Unlike other areas of health care, the cost of hiring someone to help look after to an aging family member at home has been relatively stable. The cost of home care giving has gone up only about 1% annually over the last five years, compared with an increase of about 4% a year for institutional care, the report said. The report reflects the cost of hiring a home caregiver through an agency, which typically costs more than directly hiring a caregiver.

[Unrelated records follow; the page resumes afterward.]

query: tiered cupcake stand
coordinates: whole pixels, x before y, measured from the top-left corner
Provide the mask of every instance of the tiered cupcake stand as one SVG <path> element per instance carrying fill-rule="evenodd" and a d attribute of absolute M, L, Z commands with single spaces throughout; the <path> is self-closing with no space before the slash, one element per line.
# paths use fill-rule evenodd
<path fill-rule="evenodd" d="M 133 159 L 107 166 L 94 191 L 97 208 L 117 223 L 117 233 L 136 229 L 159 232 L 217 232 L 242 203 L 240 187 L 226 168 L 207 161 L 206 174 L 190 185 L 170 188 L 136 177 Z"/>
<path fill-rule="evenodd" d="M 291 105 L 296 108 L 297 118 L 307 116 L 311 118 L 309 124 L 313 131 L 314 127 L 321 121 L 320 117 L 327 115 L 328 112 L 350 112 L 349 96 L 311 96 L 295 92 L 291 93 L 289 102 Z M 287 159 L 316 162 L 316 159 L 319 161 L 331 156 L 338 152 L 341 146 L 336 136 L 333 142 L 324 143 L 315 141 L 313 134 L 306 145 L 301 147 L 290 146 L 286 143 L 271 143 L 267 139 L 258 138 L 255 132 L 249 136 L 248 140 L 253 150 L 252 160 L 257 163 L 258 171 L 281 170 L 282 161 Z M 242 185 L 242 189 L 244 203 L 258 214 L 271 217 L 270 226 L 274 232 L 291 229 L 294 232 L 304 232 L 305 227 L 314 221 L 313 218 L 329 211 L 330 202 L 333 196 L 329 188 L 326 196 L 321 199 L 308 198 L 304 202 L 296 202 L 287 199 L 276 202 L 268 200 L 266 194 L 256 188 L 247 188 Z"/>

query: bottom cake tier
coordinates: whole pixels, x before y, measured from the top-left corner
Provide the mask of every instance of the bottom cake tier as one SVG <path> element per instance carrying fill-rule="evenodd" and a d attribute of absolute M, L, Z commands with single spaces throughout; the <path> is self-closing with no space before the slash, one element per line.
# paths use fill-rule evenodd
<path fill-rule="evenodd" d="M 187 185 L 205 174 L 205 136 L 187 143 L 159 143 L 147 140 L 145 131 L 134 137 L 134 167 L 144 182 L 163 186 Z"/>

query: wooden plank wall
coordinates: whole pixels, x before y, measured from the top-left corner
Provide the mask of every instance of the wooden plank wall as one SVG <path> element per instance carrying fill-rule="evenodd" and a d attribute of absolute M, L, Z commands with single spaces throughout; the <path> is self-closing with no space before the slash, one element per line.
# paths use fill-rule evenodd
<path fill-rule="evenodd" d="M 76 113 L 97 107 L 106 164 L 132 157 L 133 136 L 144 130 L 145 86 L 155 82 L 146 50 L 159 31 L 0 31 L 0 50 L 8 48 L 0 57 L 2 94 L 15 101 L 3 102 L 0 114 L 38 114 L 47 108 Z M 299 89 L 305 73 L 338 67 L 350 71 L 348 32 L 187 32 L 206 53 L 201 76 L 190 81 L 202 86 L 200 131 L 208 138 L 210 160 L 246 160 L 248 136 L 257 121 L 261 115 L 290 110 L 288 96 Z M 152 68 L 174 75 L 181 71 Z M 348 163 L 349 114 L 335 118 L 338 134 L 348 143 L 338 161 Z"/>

When it comes to funding long-term care options, why is home health care such an attractive alternative? Because home care providers don’t maintain large facilities and generally have fewer regulations to follow, according to a recent New York Timesarticle,"Tips for Choosing Care for an Aging or Ailing Family Member." In short, it is less expensive (and you get to remain in your own home). According to the article, there is currently an ample supply of workers to serve as at-home caregivers.

However, these rates and the supply may change down the road. As baby boomers grow older, the demand for caregivers will most likely increase. Most of those baby boomers will want to stay in their own homes as long as they can.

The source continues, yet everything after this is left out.